SWEETWATER, Tenn — She has 10 years of experience and has finished about 150 eggs, shipping them all over the world.
"There's really no wrong way or right way to carve. It's just a matter of getting your techniques down that's good for you, that you can use," Katy Wilson said.
Carving is almost like creating lace on an eggshell.
To prepare an egg, she drills a hole, empties the contents, and lets the shell dry for about a week. Then Katy uses a high speed engraver to carve and etch, removing layers to reveal different colors.
"I like the challenge. And the challenge of trying to get as much detail, or as small, the smallest cuts I can get without a break it. And I tried to push the limits on the eggshell, that's, that to me is, is the best part of it," she said.
Now she's sharing her specialized knowledge.
"I didn't know where to start, either. When I started so I thought, I can write a book and help others," she said.
"It's got step-by-step pictures and descriptions on what to use what first to use. It tells you everything you need to go with pictures so that way you can follow along and complete the egg that I'm showing you in the book," she said. "It helps the new people learn without having a lot of failures like I did."

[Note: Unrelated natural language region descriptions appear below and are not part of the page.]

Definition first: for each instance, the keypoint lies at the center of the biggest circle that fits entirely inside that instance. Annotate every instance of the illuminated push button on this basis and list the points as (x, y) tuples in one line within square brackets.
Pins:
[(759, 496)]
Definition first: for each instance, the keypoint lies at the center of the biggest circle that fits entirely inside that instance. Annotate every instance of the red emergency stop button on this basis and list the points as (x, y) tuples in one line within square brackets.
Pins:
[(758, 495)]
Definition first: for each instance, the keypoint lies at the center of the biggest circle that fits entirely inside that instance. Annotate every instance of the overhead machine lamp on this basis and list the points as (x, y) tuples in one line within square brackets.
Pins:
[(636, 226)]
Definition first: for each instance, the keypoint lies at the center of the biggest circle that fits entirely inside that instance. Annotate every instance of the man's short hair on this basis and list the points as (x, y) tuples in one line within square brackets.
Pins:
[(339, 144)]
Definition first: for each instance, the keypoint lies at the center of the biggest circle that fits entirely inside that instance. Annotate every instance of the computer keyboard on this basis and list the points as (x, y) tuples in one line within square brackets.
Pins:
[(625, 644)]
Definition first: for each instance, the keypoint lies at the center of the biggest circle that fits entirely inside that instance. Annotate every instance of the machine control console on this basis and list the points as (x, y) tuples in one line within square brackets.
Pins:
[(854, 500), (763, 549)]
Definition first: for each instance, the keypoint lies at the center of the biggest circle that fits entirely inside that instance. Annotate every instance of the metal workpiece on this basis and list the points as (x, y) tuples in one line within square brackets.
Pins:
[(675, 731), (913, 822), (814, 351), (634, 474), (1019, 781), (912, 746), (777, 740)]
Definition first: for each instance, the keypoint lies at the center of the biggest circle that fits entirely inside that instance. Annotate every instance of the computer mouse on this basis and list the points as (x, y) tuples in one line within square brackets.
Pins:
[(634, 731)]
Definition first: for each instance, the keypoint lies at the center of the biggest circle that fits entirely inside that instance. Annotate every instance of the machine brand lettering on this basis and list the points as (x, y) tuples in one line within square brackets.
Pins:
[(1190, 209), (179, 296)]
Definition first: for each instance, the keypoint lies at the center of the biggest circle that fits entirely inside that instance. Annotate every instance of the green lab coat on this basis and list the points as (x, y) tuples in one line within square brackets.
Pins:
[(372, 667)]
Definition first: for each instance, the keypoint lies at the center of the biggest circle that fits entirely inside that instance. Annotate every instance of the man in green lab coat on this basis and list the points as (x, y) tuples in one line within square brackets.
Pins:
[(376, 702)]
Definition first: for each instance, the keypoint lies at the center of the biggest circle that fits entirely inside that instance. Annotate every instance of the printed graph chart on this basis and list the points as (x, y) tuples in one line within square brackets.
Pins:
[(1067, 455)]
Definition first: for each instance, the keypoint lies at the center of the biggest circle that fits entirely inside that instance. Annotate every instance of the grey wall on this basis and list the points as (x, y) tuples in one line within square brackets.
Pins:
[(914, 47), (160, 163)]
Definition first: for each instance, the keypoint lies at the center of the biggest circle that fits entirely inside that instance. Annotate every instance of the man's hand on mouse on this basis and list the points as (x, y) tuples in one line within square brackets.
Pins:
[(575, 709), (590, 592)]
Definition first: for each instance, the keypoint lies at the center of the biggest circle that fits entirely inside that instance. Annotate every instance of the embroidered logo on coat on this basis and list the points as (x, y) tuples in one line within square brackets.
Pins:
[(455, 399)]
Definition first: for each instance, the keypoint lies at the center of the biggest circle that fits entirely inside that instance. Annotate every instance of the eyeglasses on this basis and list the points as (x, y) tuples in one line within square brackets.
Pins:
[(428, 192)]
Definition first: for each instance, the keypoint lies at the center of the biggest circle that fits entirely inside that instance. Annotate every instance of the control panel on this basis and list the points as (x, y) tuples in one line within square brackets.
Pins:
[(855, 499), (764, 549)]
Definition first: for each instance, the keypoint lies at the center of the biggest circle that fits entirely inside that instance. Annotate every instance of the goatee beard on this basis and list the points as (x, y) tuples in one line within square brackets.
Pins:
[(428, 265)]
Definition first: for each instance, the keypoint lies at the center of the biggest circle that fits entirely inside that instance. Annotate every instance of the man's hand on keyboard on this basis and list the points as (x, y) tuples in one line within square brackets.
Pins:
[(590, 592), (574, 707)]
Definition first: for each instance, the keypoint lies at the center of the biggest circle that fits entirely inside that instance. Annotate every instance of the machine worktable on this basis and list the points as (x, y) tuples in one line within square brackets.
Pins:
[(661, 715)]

Failures? Well, she does break a lot of eggs, usually early in the process.
"There was one ostrich egg," she recalled. "I spent at least 80 hours on had it completed. And just finished bleaching out the membrane on the inside, and was carrying it back to the table to let it dry and I dropped it."
She hasn't dropped her love for egg carving. Katy Wilson hopes her book will inspire others to explore the unusual art form.
"Never give up, don't let the egg win. Just keep trying."